The money will be used to help pay his expenses.
Montes was taken to Catherine Hospital-Dodge City and then airlifted to Wesley Medical Center in Wichita.
The college, citing privacy laws, has provided scant information. It did say in a statement that the practice was “monitored according to the Heat Policy put in place by the Kansas Jayhawk Community College Conference. As such, the practice was well within the established guidelines of this policy.”
Coaches and trainers must know both the air temperature and humidity, according to the guidelines.
“The higher the humidity the harder it is for student athletes to cool their body temperatures,” the document said.
The college did not provide specific weather data. Online records show the high last Thursday in Dodge City was 101 degrees.
This case is unusual not only because of the criminal investigation, but because most heat incidents involve big football linemen, not small cross-country runners. Smaller athletes can dissipate heat more easily, lowering their risk of dangerously overheating.
“If we look back at the last 20 years of football exertional heat stroke deaths, 97% of them have been linemen. And of the high school players, 100% of them were linemen,” former University of Oklahoma head trainer Scott Anderson said.

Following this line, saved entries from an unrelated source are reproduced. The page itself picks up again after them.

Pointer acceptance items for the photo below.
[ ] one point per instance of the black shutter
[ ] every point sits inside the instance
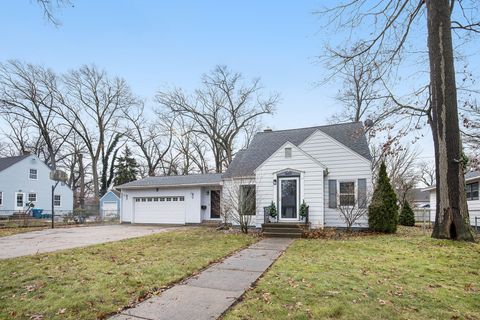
(332, 193)
(362, 193)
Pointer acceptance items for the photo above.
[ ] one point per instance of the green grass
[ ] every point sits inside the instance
(403, 276)
(92, 282)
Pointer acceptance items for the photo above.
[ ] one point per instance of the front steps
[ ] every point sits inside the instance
(283, 230)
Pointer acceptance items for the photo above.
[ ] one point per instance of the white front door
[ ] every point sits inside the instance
(288, 202)
(19, 201)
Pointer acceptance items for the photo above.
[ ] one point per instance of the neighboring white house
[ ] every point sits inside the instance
(25, 179)
(472, 181)
(325, 166)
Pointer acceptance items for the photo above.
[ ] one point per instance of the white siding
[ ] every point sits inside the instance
(230, 192)
(192, 201)
(342, 164)
(16, 177)
(311, 182)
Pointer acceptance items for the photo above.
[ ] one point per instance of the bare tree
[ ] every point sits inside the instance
(49, 6)
(223, 109)
(390, 24)
(27, 103)
(153, 138)
(239, 203)
(93, 105)
(426, 173)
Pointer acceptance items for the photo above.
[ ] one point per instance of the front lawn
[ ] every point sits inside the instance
(92, 282)
(403, 276)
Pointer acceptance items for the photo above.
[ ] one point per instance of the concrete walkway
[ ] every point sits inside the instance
(210, 293)
(50, 240)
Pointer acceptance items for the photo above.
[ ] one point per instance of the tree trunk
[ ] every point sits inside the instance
(96, 183)
(81, 172)
(452, 220)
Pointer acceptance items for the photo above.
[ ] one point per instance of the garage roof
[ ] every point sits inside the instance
(173, 181)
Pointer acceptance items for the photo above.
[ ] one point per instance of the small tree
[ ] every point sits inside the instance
(272, 210)
(407, 217)
(383, 209)
(352, 213)
(239, 204)
(126, 168)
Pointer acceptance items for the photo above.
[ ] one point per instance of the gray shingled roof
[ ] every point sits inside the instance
(164, 181)
(7, 162)
(264, 144)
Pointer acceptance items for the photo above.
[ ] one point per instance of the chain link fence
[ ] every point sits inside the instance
(34, 218)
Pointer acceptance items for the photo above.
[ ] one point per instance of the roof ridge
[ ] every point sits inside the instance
(311, 127)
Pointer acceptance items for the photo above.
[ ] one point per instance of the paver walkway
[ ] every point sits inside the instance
(208, 294)
(50, 240)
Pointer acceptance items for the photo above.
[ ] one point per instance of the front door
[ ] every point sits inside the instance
(214, 204)
(288, 198)
(19, 201)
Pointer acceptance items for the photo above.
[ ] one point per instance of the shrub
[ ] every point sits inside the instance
(407, 217)
(383, 209)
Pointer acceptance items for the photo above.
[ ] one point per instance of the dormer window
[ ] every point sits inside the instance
(288, 152)
(33, 174)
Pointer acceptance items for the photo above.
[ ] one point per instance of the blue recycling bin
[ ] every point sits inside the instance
(37, 213)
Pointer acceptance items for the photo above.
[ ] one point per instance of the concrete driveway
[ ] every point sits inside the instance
(49, 240)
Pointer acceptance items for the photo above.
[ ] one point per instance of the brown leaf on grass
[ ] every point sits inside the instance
(266, 297)
(471, 288)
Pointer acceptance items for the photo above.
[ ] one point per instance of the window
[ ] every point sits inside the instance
(57, 200)
(247, 199)
(288, 152)
(33, 174)
(32, 197)
(472, 191)
(347, 193)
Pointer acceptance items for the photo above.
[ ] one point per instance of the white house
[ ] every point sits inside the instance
(472, 181)
(25, 179)
(325, 167)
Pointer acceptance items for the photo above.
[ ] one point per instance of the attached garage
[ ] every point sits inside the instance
(161, 210)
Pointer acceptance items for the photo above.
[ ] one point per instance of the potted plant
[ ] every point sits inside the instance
(304, 211)
(272, 211)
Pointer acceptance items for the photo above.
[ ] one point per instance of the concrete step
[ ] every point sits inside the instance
(285, 225)
(283, 230)
(281, 235)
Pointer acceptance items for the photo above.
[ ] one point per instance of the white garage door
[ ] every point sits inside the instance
(167, 210)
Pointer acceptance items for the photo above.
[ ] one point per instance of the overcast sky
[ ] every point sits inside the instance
(157, 44)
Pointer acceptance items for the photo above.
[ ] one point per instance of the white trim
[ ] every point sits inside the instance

There have been two other heat stroke football deaths in Kansas in recent years.
Ovet Gomez Regalado, a 15-year-old Shawnee Mission Northwest sophomore-to-be, died of heat stroke complications at a pre-season workout last August.
Myzelle Law, 19, was a sophomore defensive lineman at MidAmerica Nazarene University in Olathe. He died in August 2023 following a week in the hospital after his body temperature hit 108 degrees during a preseason workout.